Article Preview
TopIntroduction
Software Defect Prediction (SDP) models enable quality support teams to predict defect prone software artifacts in advance, which in-turn helps in effective resource allocation and utilization. The development of SDP model starts with data collection from various software repositories. This collected data is expected to be complete, however, it is sometimes incomplete and noisy. This incomplete data may be the result of cross-company nature of dataset or some computational errors (García et al., 2015; Lakshminarayan et al., 1999). The performance of SDP model developed from an incomplete dataset is questionable and also, many machine-learning algorithms won’t be able to process such datasets.

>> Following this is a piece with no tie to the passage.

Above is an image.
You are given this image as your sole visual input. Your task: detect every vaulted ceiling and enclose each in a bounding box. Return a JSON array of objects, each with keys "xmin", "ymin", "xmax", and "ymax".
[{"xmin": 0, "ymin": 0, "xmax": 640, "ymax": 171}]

There are many ways to deal with an incomplete dataset like - deletion techniques, toleration techniques, and imputation techniques. Deletion techniques recommend the deletion of all the instances, which include missing values, thus resulting in loss of important data. In toleration techniques, missing values are replaced by mean/ mode values, which is also not the best alternative method. Imputation is the most appropriate technique, which estimates missing values by analyzing the observed/available data. Researchers have proposed various imputation algorithms that are based on the accuracy of classifiers, which are trained using imputed values in the training dataset (Batista and Monard, 2003; Farhangfar et al., 2007; Saar-Tsechansky and Provost, 2007). Most of the imputation algorithms (Ma et al., 2006; Song et al., 2011) are trained under supervised learning, which uses complete dataset as the training dataset to compute missing values in the test dataset. Thus, complete dataset’s quality affects the performance of the imputation technique, which in turn affects the performance of SDP model.
Data preprocessing techniques are used to deal with the other issue related to collected data, i.e. noisy data. Instance selection and feature selection are two significant data preprocessing steps, which aim to eliminate noisy data and reduce the size of data set by filtering out non-relevant software metrics (Gupta, 2013; Gao and Khoshgoftaar, 2014 and García et al., 2015; Kale). Feature Selection methods select most relevant software metrics, which contribute maximum to the prediction process. Instance selection methods select the most relevant instances, which contribute to the prediction process.
In this study, the authors investigate prediction capability of SDP model if either instance selection or feature selection is performed as an additional step in combination with the imputation technique. In other words, we examine which one of the two- instance selection or feature selection is more advantageous in the process of SDP model building with missing value dataset.